Personalmente avevo una scarsa conoscenza della vicenda dei desaparecidos , per quel poco che si leggeva sui libri di storia ai tempi dell'università, fino a quando mi trovai per caso qualche anno fa a guardare un film, Garage Olimpo , che fu un autentico pugno nello stomaco. Decisi da allora di approfondire le mie conoscenze sull'ultima dittatura civico-militare argentina, divorando saggi, romanzi, film e documentari. Com'è facile immaginare era impossibile rimanere distanti da quei racconti di una storia costellata di morti, torture disumane, scheletri ritrovati in fosse comuni, voli della morte, madri e nonne in cerca dei loro figli, nipoti e bambini allevati dai carnefici dei loro genitori.
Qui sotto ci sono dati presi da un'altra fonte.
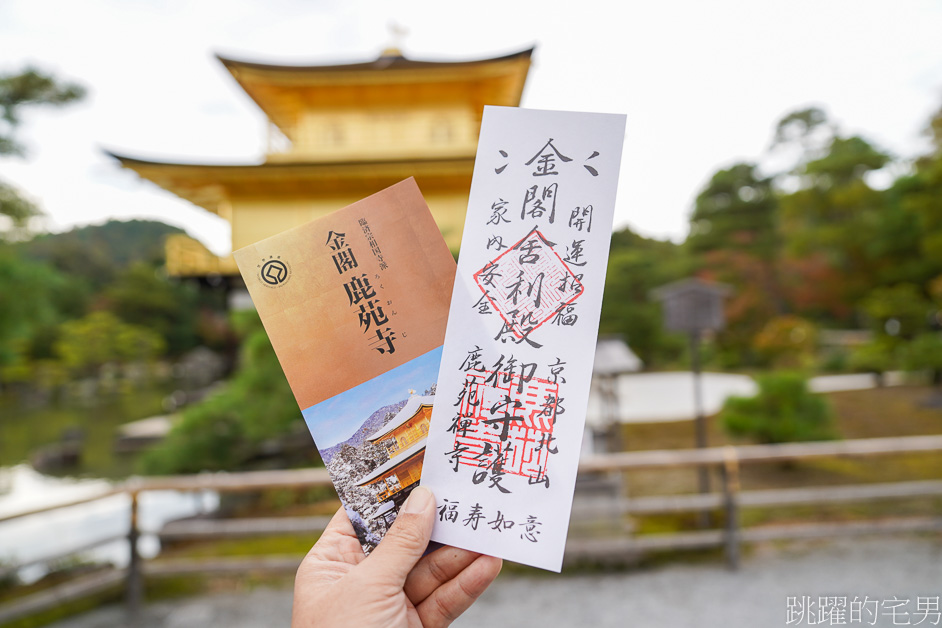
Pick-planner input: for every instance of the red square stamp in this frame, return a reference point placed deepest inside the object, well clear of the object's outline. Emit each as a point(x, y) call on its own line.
point(528, 284)
point(506, 422)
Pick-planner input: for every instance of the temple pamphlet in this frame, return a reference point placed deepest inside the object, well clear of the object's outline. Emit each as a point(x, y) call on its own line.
point(507, 425)
point(355, 305)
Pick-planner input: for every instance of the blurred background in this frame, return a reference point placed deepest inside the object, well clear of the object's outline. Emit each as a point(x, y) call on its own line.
point(782, 172)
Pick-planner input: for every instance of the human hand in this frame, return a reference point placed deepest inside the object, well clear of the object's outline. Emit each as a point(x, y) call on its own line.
point(395, 585)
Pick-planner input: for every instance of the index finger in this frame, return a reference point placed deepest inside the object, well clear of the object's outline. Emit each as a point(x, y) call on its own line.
point(434, 570)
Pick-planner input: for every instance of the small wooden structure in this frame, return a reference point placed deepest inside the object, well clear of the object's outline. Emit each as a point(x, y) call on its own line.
point(695, 306)
point(404, 438)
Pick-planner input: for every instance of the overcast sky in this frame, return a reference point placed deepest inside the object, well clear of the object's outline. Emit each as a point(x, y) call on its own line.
point(702, 83)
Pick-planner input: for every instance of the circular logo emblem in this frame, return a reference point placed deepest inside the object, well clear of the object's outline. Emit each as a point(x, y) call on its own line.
point(274, 272)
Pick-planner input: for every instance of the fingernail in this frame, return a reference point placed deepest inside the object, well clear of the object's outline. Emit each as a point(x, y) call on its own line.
point(418, 501)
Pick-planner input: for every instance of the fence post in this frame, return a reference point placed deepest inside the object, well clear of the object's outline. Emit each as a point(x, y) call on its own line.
point(730, 471)
point(134, 592)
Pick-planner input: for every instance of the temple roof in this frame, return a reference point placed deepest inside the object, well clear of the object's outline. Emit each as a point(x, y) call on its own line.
point(384, 62)
point(211, 185)
point(408, 411)
point(413, 451)
point(287, 92)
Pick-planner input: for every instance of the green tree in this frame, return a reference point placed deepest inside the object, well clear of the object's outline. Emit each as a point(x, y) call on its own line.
point(835, 219)
point(224, 431)
point(27, 88)
point(734, 233)
point(28, 297)
point(144, 295)
point(87, 344)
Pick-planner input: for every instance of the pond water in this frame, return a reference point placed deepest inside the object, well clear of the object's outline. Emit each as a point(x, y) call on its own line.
point(52, 533)
point(25, 430)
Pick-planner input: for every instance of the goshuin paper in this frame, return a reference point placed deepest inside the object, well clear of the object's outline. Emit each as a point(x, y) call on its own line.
point(355, 305)
point(513, 387)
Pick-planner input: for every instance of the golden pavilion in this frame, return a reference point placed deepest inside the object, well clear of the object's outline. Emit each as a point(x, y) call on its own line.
point(338, 133)
point(404, 438)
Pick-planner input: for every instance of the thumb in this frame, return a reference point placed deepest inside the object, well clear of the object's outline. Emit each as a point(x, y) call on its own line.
point(405, 543)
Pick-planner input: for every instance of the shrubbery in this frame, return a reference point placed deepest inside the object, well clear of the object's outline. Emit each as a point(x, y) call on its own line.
point(783, 411)
point(227, 429)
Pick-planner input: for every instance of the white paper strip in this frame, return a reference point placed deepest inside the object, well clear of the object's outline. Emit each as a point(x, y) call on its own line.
point(507, 426)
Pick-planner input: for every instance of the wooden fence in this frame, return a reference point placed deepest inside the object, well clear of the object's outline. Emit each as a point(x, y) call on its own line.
point(730, 501)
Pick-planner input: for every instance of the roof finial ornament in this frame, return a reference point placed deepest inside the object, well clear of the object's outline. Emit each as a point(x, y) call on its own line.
point(397, 35)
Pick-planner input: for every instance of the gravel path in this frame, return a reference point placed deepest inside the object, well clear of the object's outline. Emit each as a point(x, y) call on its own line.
point(675, 595)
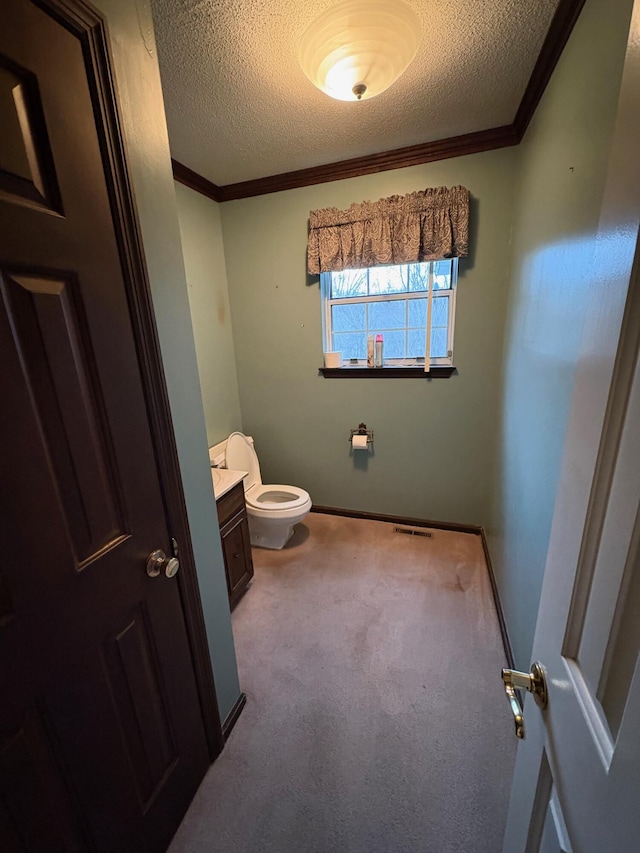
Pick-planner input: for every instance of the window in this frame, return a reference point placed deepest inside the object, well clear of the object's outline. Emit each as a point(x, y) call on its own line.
point(395, 301)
Una feroce dittatura capace di progettare una sofisticata macchina della morte per eliminare 30.000 oppositori, un'intera generazione di giovani cancellata. Una pagina di storia difficile da sopportare ma impossibile da ignorare, anche se lacera l'anima.

Ho avvertito l'urgenza di un impegno personale come ‘militante della memoria', grazie soprattutto all'associazione "24marzo Onlus", da anni impegnata in molteplici attività quali la promozione della cultura della memoria e la tutela dei diritti umani.

Conoscendo il mio percorso, Letizia Bernazza mi ha proposto di seguire per Liminateatri L'ultima madre di Giovanni Greco. Lo spettacolo, messo in scena al teatro Vascello di Roma dal 5 al 7 maggio 2017, è tratto dall'omonimo romanzo (Feltrinelli, Milano, 2014, pp.384, euro 17,00) dello stesso autore e regista.

Dall'incontro con Giovanni Greco è nata questa intervista.

 

 

La recente decisione della Corte Suprema di Giustizia argentina di ridurre le pene per i carnefici della dittatura argentina ripropone lo scontro permanente tra memoria e oblio. Lo scrittore che ruolo gioca in questa disputa?

La memoria è la forma più alta di militanza. E per quel che mi riguarda lo è anche la scrittura. Il titolo stesso del mio libro e poi dello spettacolo, L'ultima madre , allude indirettamente a un progetto politico che ha cercato in tutti i modi di cancellare proprio la memoria: dice a un certo punto verso la fine del romanzo Ignacio Mendoza, importante esponente della Giunta militare, a sua figlia Mercedes che ha capito la verità sui figli che ha 'usurpato' ad altri, lei che non poteva averne: <<conta solo l'ultima madre, non la madre biologica>>, conta il presente, il qui ed ora, senza passato e senza futuro. La mancanza di memoria annega le responsabilità, legittima le amnistie che fanno troppo spesso rima con amnesie: la storia non si ripete mai davvero uguale, è capricciosa e imprevedibile, ma la memoria è una scelta consapevole che diventa carne e sangue nella scrittura.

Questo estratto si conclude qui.